Basically, America is having a rather idiotic discussion over which bathroom Caitlynn Jenner should use.
No democracy is perfect. How much special protection or choice does .03% of the population warrant?
And… if Title 9 does not apply, then is this a states rights issue?
First of all, states don’t have rights, only individuals have rights.
Second, if Title IX doesn’t apply then the Federal Government has no authority to act in this area.
@al-Alameda:
It’s less about Caitlyn Jenner than it is what goes on in public schools.
@Doug Mataconis:
It would be nice if that were the case, but the 10th Amendment disagrees with you.
And now I shall rant…
I have yet to find anything that binds any state I have lived in together other than arbitrary lines. There are always portions that have far more in common with the neighboring states, or similar portions of neighboring states. Pennsyltucky has more in common with upstate New York than it does with Philly.
Granting states powers over the individuals who happen to live inside those lines is like creating separate laws for people whose social security numbers are divisible by 17 — sure, that’s a grouping that can be made, but it doesn’t serve any purpose.
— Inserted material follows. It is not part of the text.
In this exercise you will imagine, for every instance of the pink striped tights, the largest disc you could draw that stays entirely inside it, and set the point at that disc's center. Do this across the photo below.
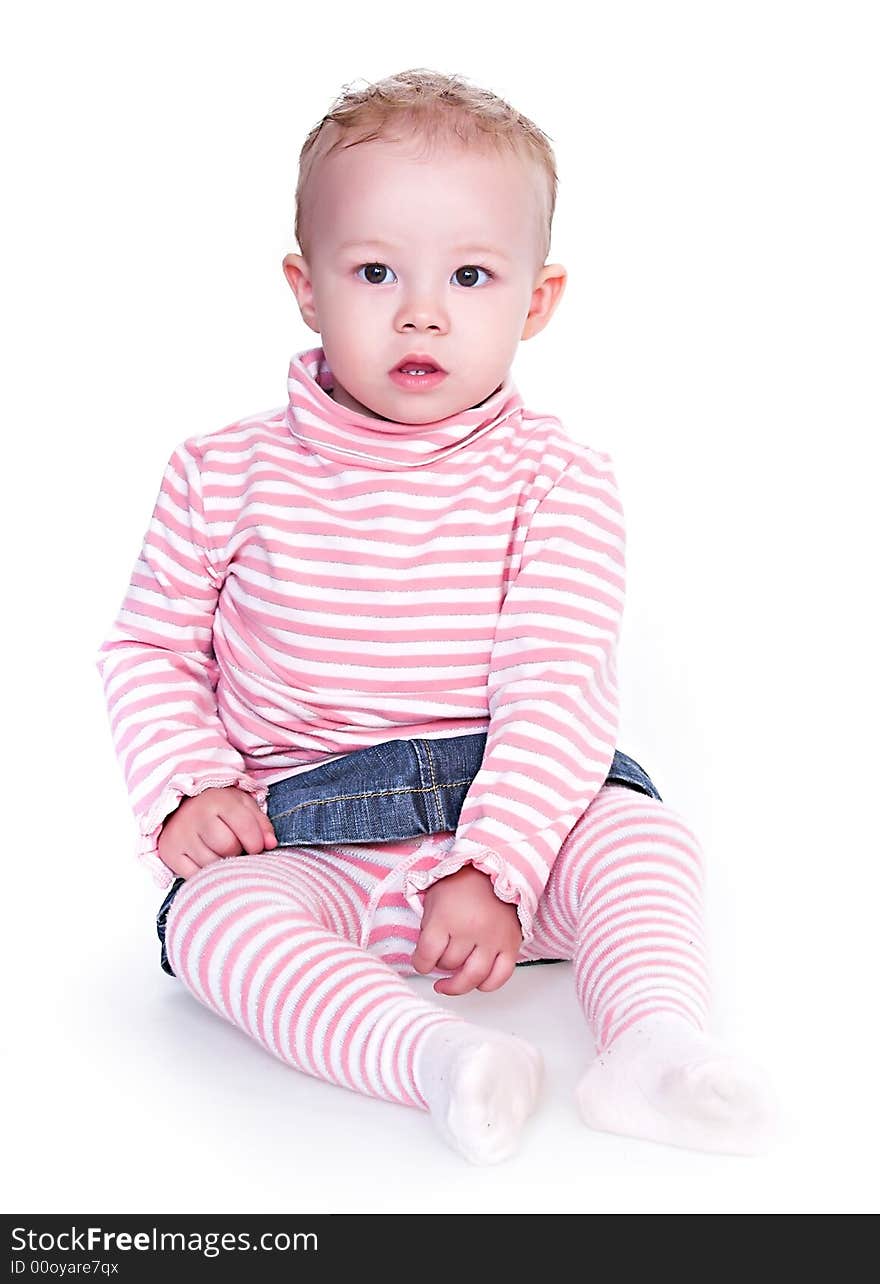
(307, 950)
States may have once been useful, but now they are just arbitrary entities.
@Gustopher:
The 10th Amendment doesn’t talk about rights, it talks about powers reserved to the states. Those powers are subject to the limitations set forth in the Constitution — such as those contained in Article 1, Section 10, the 14th Amendment, the 13th, 14th,15th, 19th, 24th, and 26th Amendments, and the Bill of Rights.